You drop everything. No. Not him. Not any of them. Just some guy. Works here, probably. Wears a blue shirt and khakis, headphones around his neck. He’s staring. His eyes move down to your torn t-shirt, the sweat and grass stains, nothing but underwear underneath, then flick back up again. Doesn’t quite meet your eyes because he’s looking at that ragged neckline hanging off one shoulder, at the marks underneath. 
Like spots. Like clumsy basting stitch. Crescents of teeth, the flesh sunken and scarred. All over your throat and shoulders and forearms.
The rumble of a motorcycle pulling up outside makes your heart skip a beat. Been here too long. You shove past him, pulse racing. Enclosed. Trapped. The door opens, bells chime. “‘Scuse me,” you hear, a casual, bored drawl, and you go completely still. Don’t blink. Don’t breathe. Crouch between a line of beers and a row of cheap candy and listen. The guy in front of you hesitates. Looks at you, then glances towards the front of the store. “Anybody home?” The next words are sharper, more impatient. He leaves, and so do you. EMPLOYEES ONLY says the door, but it’s unlocked. A back exit down a short corridor. Voices from the front of the gas station drift by.
“What can I get you, sir?” 
“Lost my dog somewhere around here.” You can hear the cruel smirk in those words. “Seen any strays lately?” 
Back outside. Chilly wind. Cold pavement. It hurts, everything hurts, but the pain will come and go. They won’t ever stop. Fifteen seconds. You follow the railroad tracks downtown. Hardware. Auto shop. Antique store. Everything’s closed and dark and dead. The night is cold and your fingers are numb. There’s an old place, worn brick and empty windows, ancient FOR RENT signs slathered in graffiti—an open door in an alley. Could stop, catch your breath. Fifteen seconds. It lures you in but you freeze in your tracks halfway to the door. Voices. Growling. You wedge yourself behind a dumpster as footsteps pass by. 
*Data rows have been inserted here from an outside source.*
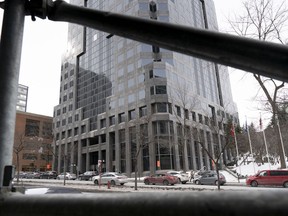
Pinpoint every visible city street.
[15,179,287,193]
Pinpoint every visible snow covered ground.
[220,159,288,182]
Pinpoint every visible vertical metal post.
[0,0,25,188]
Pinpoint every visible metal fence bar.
[0,0,25,188]
[46,0,288,82]
[0,189,288,216]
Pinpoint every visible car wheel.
[144,179,150,185]
[251,181,258,187]
[163,180,169,185]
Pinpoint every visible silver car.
[57,172,76,180]
[194,172,226,185]
[167,170,189,184]
[92,172,128,185]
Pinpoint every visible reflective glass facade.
[54,0,237,176]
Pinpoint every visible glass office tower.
[54,0,238,176]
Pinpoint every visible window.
[67,129,72,137]
[192,111,196,121]
[128,94,135,103]
[138,89,145,100]
[155,85,167,94]
[81,125,86,133]
[175,106,181,117]
[139,106,147,117]
[109,116,115,126]
[25,119,40,136]
[128,109,136,121]
[149,68,166,78]
[157,103,167,113]
[74,127,78,135]
[100,119,106,128]
[74,114,79,121]
[118,113,125,123]
[184,109,189,119]
[198,114,203,123]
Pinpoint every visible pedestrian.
[188,170,194,182]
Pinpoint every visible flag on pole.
[230,123,235,137]
[259,115,262,130]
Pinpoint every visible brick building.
[13,111,53,171]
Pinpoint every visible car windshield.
[0,0,288,215]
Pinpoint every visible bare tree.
[229,0,288,168]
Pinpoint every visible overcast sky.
[0,0,280,127]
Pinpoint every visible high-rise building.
[53,0,237,176]
[16,84,28,112]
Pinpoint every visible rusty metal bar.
[42,0,288,82]
[0,0,25,188]
[0,191,288,216]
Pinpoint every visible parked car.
[92,172,128,186]
[167,170,189,184]
[144,173,178,185]
[40,171,58,179]
[57,172,76,180]
[194,171,226,185]
[78,171,98,181]
[246,170,288,188]
[23,172,40,179]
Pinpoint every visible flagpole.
[259,113,271,170]
[245,116,256,174]
[276,116,287,168]
[232,121,242,182]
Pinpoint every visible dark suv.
[246,170,288,188]
[40,171,58,179]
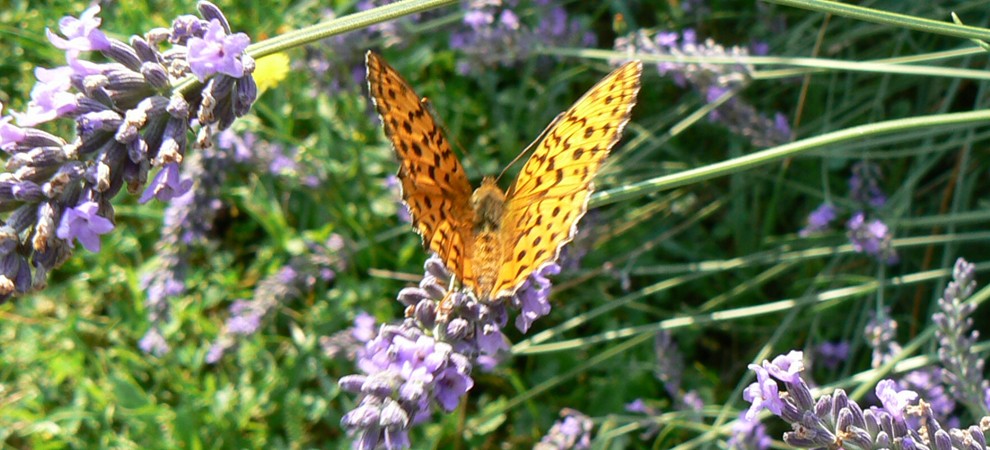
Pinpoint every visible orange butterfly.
[367,52,643,301]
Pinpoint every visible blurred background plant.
[0,0,990,448]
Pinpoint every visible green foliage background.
[0,0,990,448]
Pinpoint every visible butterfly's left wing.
[367,51,474,280]
[492,61,643,298]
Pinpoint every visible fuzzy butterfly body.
[367,52,642,301]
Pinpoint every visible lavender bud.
[197,1,230,34]
[141,62,171,90]
[397,287,429,306]
[155,119,186,166]
[76,109,124,140]
[76,97,113,115]
[33,201,57,252]
[10,181,45,203]
[131,36,162,63]
[413,300,437,328]
[6,147,66,172]
[379,398,409,428]
[144,27,172,46]
[340,397,381,428]
[3,204,38,232]
[932,430,954,450]
[966,425,987,449]
[0,253,31,296]
[101,39,141,72]
[127,138,148,163]
[41,161,86,198]
[165,94,189,120]
[784,379,816,411]
[361,372,395,397]
[337,375,368,393]
[123,159,151,194]
[8,128,65,149]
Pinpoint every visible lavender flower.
[849,161,887,208]
[614,29,791,147]
[744,352,987,450]
[846,211,899,264]
[932,258,990,416]
[55,201,113,252]
[320,311,378,360]
[533,408,595,450]
[385,175,412,223]
[206,235,344,364]
[897,367,959,426]
[450,0,595,73]
[863,308,901,369]
[339,256,559,449]
[299,0,436,96]
[653,331,684,399]
[798,203,838,237]
[0,1,257,302]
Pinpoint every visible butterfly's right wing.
[366,51,474,280]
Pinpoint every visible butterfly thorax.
[471,177,505,300]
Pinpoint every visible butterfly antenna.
[495,113,564,181]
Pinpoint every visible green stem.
[589,111,990,208]
[175,0,458,93]
[247,0,458,58]
[766,0,990,41]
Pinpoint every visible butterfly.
[366,51,643,301]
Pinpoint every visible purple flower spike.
[752,352,987,450]
[512,263,560,333]
[876,380,918,420]
[743,364,784,420]
[138,163,193,203]
[188,19,251,81]
[45,5,110,52]
[14,66,78,127]
[0,1,257,306]
[56,201,113,253]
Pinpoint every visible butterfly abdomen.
[471,177,505,300]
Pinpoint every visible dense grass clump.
[0,0,990,449]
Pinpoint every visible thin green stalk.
[766,0,990,41]
[175,0,458,92]
[590,111,990,208]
“...can’t fucking believe this. I told him to get one of those GPS collars, y’know, with a tracker on it? Now we’re gonna be out here all fucking night—” 
“Quit your bitching. You got a nose, don’t you? Don’t need a fucking GPS.”
“Who was on duty, anyway?” 
“I dunno. Forest, I think.”
“Gonna fucking kill him when we get back.”
“Alpha beat you to it, I think. You see him tonight, don’t make eye contact. Haven’t seen him this pissed since the territory dispute.” 
They pass without stopping. Footsteps fade. Forty seconds, way too long. You slide out from behind the dumpster. 
You hear a growl. 
You look back only for a second. You need to check. Have to know your chances. The wolf comes prowling out of the abandoned building, half in shadow. Too dark to make out details, but a varied coat, you think, a light muzzle, a dark stripe along the spine. Teeth bared, he sinks low to the ground and snarls. Your final warning. No time to think. Doesn’t matter who it is, anyway. A wolf is a wolf and you’re delirious with exhaustion.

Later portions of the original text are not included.